On the same day as the Harvard panel, President Obama will be meeting at the White House with a group of ten influential college and university presidents, along with Secretary of Education Arne Duncan and other key players in higher education, to discuss “increasing access and success as well as how to make higher education  more affordable,” according to an article in today’s online Inside Higher Ed magazine.

The article says that “amid an increasing focus on student debt and college prices, the event seems to signal that the Obama administration will make the issue a focus going into the 2012 campaign. In a speech Monday, Education Secretary Arne Duncan called on colleges to address rising tuition prices “with much greater urgency.” The House of Representatives held a subcommittee hearing Tuesday on rising costs, discussing a broad range of possible solutions.”

As someone who has been teaching in higher education for more than 20 years, I am of course concerned about the rising costs for students.

But I’m also concerned with the way budgets are increasingly being balanced by reducing fulltime tenured faculty teaching lines.

The phenomenon of using adjunct faculty, graduate student teaching assistants, temporary “visiting” faculty and any other form of contingent labor available is under-discussed, both within the institutions perpetrating these practices, and in the broader society.

Within the institutions, it’s under-discussed partly because it’s so humiliating for Ph.Ds, respected scholars when they present their research at conferences or publish articles, to admit how little money they’re making as adjunct or visiting faculty.  College adjunct teachers are typically paid $2,000 to $4,000 a course.  Most faculty teach 3-4 courses a semester.  You do the math.

Also, there’s the fear factor: if you speak out, your contract may not be renewed next semester, or next year.  There is no job security for what we call in the business “term contracts.”

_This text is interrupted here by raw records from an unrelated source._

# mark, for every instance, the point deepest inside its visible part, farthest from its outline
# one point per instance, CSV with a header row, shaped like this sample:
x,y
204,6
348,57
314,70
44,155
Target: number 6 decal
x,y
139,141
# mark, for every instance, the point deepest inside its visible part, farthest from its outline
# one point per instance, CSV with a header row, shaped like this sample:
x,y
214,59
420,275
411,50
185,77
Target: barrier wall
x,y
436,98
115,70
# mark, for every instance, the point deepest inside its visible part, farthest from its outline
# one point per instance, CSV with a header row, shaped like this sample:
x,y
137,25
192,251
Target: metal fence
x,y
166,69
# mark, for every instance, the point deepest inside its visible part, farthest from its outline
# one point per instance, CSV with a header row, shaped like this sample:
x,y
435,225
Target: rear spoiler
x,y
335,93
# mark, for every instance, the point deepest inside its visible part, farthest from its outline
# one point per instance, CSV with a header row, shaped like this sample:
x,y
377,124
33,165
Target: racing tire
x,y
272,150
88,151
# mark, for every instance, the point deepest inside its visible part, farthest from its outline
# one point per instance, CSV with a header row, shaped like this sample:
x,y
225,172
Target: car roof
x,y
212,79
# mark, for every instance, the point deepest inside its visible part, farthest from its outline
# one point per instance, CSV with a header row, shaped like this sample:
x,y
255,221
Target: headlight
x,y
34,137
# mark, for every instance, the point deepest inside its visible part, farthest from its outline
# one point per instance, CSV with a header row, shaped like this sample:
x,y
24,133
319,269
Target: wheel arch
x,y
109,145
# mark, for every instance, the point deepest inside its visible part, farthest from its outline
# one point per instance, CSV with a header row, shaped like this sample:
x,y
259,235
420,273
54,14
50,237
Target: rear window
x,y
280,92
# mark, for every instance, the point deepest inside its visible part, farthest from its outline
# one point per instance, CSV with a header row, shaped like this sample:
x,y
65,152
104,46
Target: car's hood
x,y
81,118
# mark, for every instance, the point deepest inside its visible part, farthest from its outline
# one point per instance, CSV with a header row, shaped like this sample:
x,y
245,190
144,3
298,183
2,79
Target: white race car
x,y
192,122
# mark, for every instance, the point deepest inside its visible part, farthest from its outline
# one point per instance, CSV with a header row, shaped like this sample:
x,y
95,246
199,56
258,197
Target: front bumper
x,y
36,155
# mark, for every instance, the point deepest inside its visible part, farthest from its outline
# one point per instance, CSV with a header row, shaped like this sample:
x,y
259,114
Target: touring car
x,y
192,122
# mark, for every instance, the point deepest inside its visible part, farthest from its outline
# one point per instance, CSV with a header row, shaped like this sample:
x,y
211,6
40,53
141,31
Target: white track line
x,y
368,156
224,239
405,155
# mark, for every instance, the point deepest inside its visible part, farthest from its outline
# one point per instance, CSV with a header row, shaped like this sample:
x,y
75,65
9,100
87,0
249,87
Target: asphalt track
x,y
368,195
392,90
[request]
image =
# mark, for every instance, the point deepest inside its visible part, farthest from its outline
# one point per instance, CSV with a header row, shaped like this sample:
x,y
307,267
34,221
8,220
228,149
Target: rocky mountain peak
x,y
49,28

At the White House meeting, the college presidents aren’t going to want to tell the President that they’re reigning in the cost of tuition by hiring contingent faculty at bargain basement salaries.  But that’s the truth of the matter.

And it’s been very difficult for adjuncts to unionize, in part because the Labor Board in recent years has ruled that college and university faculty are “managers” because we make a salary rather than an hourly wage, and get to set our own hours. Managers aren’t entitled to a union.

There are a host of reasons why it’s bad for American higher education to use cheap faculty labor.  If we want to get serious about student success, as the Obama Administration claims, focusing on contingent faculties would be a good starting point.

A harried professor who’s working at two or three institutions to barely make ends meet is not going to do as a good a job for her students as someone making a living wage with a longterm contract at a single institution.

American institutions of higher education need to model the kind of society we want our students to create when they move out into the world as newly minted young citizens.  They won’t want to be temporary workers any more than their teachers do.

President Obama, if you really want to make a difference, you need to push those college presidents for deeper, systemic changes.